On lui avait appris la danse et la musique. Elle savait peindre agréablement l’aquarelle, broder de toutes les façons imaginables. D’ailleurs, elle eût été incapable d’ourler des torchons et de faire son lit elle-même. Quant à son instruction, elle se composait d’un peu de grammaire, d’un peu d’arithmétique, et de beaucoup d’histoire sainte. On lui avait fait soigner son écriture qui, au grand désespoir de ses maîtresses, était restée forte et écrasée. Sa science s’arrêtait là ; on l’accusait de saluer avec trop de raideur et de gâter son sourire par l’expression froide de ses yeux gris.

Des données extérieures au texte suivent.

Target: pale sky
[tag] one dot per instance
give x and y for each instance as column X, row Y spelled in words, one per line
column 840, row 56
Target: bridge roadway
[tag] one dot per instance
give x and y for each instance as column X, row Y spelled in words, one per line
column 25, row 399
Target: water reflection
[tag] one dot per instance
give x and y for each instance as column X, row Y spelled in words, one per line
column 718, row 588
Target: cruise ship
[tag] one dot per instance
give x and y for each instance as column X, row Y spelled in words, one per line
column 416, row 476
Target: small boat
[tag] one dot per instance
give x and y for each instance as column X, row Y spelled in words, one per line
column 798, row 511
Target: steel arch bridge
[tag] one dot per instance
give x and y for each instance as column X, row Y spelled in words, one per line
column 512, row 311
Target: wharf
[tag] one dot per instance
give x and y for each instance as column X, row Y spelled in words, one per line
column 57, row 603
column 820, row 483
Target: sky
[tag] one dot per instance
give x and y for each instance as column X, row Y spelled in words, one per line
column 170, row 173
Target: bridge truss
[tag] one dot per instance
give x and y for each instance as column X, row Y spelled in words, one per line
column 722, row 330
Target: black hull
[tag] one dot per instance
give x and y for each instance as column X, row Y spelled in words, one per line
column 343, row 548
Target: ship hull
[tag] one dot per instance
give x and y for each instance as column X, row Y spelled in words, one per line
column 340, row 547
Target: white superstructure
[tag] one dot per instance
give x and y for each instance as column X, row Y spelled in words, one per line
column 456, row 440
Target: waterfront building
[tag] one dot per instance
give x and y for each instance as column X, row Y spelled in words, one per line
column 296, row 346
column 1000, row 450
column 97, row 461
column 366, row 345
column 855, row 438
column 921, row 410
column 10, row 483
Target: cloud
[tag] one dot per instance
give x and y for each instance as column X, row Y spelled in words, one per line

Quand elle eut quinze ans, Lobrichon, qui venait depuis quelque temps la voir presque tous les jours, lui demanda si elle serait contente de quitter le pensionnat. Elle n’avait aucune hâte d’entrer dans l’inconnu, mais en grandissant elle prenait en haine la voix mielleuse de ses maîtresses et les grâces apprises de ses compagnes. Elle répondit à Lobrichon qu’elle était prête à le suivre. Le lendemain, elle couchait dans une petite maison que l’ami de son père venait d’acheter à Passy.

L’ancien marchand d’habits caressait un projet. Il s’était retiré du commerce à l’âge de soixante ans. Pendant plus de trente années, il avait mené une vie de ladre, mangeant mal, se privant de femme, tout à l’accroissement de sa fortune. Comme Férat, c’était un rude travailleur, mais il travaillait pour ses jouissances futures. Il se proposait, lorsqu’il serait riche, d’apaiser largement ses appétits. La fortune venue, il prit une bonne cuisinière, acheta un pavillon tranquille entre cour et jardin, et résolut d’épouser la fille de son ancien ami.